EDIT: Ok, they may not be fixed... I'm having trouble remember exactly how the boot menus were after it was all installed. It was years ago, sorry for any mistakes.

Edited 2013-08-16 19:22 UTC

Reply Parent Score: 5

RE[4]: Thank you Microsoft
by judgen on Fri 16th Aug 2013 21:31 in reply to "RE[3]: Thank you Microsoft"
judgen Member since:
2006-07-12

Debian defaul installer: Last section of the install;
Would you like to install grub(2)?
You could pick no if you want to, and debian does not force the rewrite of the MBR, and THATS the difference.

The reason debian can not load itself from the NTLDR is due to the fact that it is illegal (in the US atleast) to touch the windows partition (as EULA's has legal standing here unlike the rest of the world, except canada and some parts of the pacific and carribiean) that way and install teh chainloader, so you would have to install it manually. But they make it rather easy to do it yourself with a pre bundled package but also by direct binary download from the debian site.
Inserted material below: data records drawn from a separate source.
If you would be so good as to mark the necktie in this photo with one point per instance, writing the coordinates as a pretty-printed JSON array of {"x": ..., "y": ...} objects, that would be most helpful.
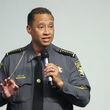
[{"x": 38, "y": 86}]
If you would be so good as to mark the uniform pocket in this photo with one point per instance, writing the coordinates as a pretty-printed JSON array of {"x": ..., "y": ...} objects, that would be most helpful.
[{"x": 24, "y": 92}]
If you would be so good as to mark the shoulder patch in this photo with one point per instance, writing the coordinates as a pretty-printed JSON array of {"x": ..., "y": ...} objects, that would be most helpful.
[
  {"x": 79, "y": 68},
  {"x": 15, "y": 51},
  {"x": 65, "y": 52}
]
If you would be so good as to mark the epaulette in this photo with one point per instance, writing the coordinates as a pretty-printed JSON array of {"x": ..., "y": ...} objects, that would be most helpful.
[
  {"x": 65, "y": 52},
  {"x": 15, "y": 51}
]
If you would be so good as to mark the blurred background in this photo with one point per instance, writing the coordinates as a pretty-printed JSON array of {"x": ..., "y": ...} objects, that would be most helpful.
[{"x": 82, "y": 26}]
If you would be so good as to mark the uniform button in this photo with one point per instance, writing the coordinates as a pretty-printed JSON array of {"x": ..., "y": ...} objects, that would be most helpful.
[{"x": 38, "y": 80}]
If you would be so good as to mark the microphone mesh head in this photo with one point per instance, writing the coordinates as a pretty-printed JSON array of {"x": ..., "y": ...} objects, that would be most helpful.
[{"x": 45, "y": 54}]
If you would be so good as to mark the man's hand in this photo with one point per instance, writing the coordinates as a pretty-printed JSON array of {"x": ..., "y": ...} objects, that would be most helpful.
[
  {"x": 53, "y": 71},
  {"x": 9, "y": 87}
]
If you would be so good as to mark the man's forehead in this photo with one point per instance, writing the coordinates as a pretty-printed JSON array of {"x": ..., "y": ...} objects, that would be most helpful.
[{"x": 43, "y": 17}]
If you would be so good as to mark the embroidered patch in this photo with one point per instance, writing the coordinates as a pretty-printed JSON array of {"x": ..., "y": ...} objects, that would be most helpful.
[
  {"x": 79, "y": 67},
  {"x": 1, "y": 64},
  {"x": 20, "y": 77}
]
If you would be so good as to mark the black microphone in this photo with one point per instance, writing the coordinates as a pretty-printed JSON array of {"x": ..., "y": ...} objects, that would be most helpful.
[{"x": 45, "y": 56}]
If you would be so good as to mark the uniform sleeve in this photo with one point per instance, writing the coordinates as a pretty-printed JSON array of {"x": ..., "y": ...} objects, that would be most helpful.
[
  {"x": 77, "y": 89},
  {"x": 3, "y": 75}
]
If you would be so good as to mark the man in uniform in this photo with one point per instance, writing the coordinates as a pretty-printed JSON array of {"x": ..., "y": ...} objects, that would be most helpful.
[{"x": 42, "y": 76}]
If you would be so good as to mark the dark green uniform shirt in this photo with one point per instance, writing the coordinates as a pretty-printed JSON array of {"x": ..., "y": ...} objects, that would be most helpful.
[{"x": 20, "y": 65}]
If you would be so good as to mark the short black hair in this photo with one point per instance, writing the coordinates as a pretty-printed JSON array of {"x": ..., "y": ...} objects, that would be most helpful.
[{"x": 39, "y": 10}]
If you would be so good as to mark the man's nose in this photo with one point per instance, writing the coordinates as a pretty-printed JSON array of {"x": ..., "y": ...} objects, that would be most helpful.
[{"x": 46, "y": 31}]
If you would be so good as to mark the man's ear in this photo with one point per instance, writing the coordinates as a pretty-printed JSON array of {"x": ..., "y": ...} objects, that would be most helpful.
[{"x": 28, "y": 29}]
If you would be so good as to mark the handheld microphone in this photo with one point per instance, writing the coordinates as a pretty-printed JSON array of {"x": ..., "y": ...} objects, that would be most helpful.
[{"x": 45, "y": 56}]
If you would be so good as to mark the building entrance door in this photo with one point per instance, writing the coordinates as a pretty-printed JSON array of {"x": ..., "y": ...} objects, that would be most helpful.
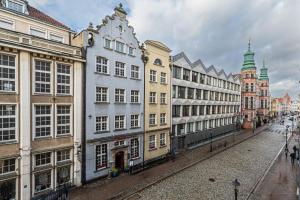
[{"x": 119, "y": 160}]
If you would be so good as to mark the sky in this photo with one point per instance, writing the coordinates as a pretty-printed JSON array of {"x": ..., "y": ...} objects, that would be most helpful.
[{"x": 217, "y": 32}]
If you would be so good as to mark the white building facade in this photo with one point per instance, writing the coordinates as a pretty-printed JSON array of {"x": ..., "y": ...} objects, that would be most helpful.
[{"x": 205, "y": 102}]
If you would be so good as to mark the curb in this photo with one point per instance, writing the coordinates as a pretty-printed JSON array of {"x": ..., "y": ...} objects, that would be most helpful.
[
  {"x": 131, "y": 195},
  {"x": 262, "y": 178}
]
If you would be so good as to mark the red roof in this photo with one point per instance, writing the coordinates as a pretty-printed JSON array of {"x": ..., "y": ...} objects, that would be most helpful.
[{"x": 36, "y": 14}]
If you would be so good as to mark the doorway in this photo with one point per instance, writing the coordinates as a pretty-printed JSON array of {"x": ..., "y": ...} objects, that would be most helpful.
[{"x": 119, "y": 160}]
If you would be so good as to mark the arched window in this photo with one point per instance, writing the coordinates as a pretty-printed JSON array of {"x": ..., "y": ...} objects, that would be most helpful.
[{"x": 157, "y": 62}]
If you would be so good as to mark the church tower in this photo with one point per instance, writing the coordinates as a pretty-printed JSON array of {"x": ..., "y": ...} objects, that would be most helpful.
[{"x": 249, "y": 89}]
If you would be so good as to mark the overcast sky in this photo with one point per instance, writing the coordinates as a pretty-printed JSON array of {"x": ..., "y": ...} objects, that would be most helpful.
[{"x": 216, "y": 31}]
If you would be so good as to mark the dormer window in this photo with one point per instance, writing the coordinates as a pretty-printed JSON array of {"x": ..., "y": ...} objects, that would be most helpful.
[
  {"x": 157, "y": 61},
  {"x": 15, "y": 5}
]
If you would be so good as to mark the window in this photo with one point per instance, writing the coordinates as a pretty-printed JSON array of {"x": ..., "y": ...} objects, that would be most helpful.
[
  {"x": 198, "y": 94},
  {"x": 63, "y": 174},
  {"x": 181, "y": 92},
  {"x": 101, "y": 156},
  {"x": 119, "y": 122},
  {"x": 152, "y": 97},
  {"x": 162, "y": 118},
  {"x": 176, "y": 72},
  {"x": 163, "y": 79},
  {"x": 152, "y": 76},
  {"x": 163, "y": 98},
  {"x": 15, "y": 6},
  {"x": 134, "y": 148},
  {"x": 7, "y": 165},
  {"x": 102, "y": 123},
  {"x": 63, "y": 79},
  {"x": 120, "y": 47},
  {"x": 42, "y": 181},
  {"x": 7, "y": 24},
  {"x": 131, "y": 51},
  {"x": 42, "y": 77},
  {"x": 107, "y": 43},
  {"x": 63, "y": 120},
  {"x": 120, "y": 95},
  {"x": 190, "y": 127},
  {"x": 63, "y": 155},
  {"x": 162, "y": 139},
  {"x": 56, "y": 38},
  {"x": 195, "y": 77},
  {"x": 135, "y": 121},
  {"x": 101, "y": 65},
  {"x": 135, "y": 72},
  {"x": 186, "y": 74},
  {"x": 135, "y": 94},
  {"x": 152, "y": 119},
  {"x": 191, "y": 93},
  {"x": 120, "y": 69},
  {"x": 101, "y": 94},
  {"x": 42, "y": 120},
  {"x": 152, "y": 142},
  {"x": 186, "y": 111},
  {"x": 7, "y": 122},
  {"x": 157, "y": 61},
  {"x": 38, "y": 32},
  {"x": 176, "y": 110},
  {"x": 42, "y": 159}
]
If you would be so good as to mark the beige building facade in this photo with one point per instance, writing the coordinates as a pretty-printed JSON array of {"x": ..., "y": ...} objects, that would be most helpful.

I bet it is as easy for most distros.

Reply Parent Score: 5

RE[4]: Thank you Microsoft
by lemur2 on Sat 17th Aug 2013 08:53 in reply to "RE[3]: Thank you Microsoft"
lemur2 Member since:
2007-02-17

Ok, can I understand that. But what about the reverse? Do any linux distros allow themselves to automatically install themselves as subordinate to the NT bootloader?


I would think that the NT bootloader simply doesn't allow for multi-booting of different OSes.

Reply Parent Score: 1

RE[4]: Thank you Microsoft
by ishtar on Mon 19th Aug 2013 21:29 in reply to "RE[3]: Thank you Microsoft"
ishtar Member since:
2013-07-30

There's a difference between wiping the MBR clean to make sure you are the only usable OS on the system, and automagically installing into an existing MBR.

Yes, newer *nix bootloaders can scan adn add themselves to other *nix bootloaders. Windows cannot do that, even with their lame grub clone.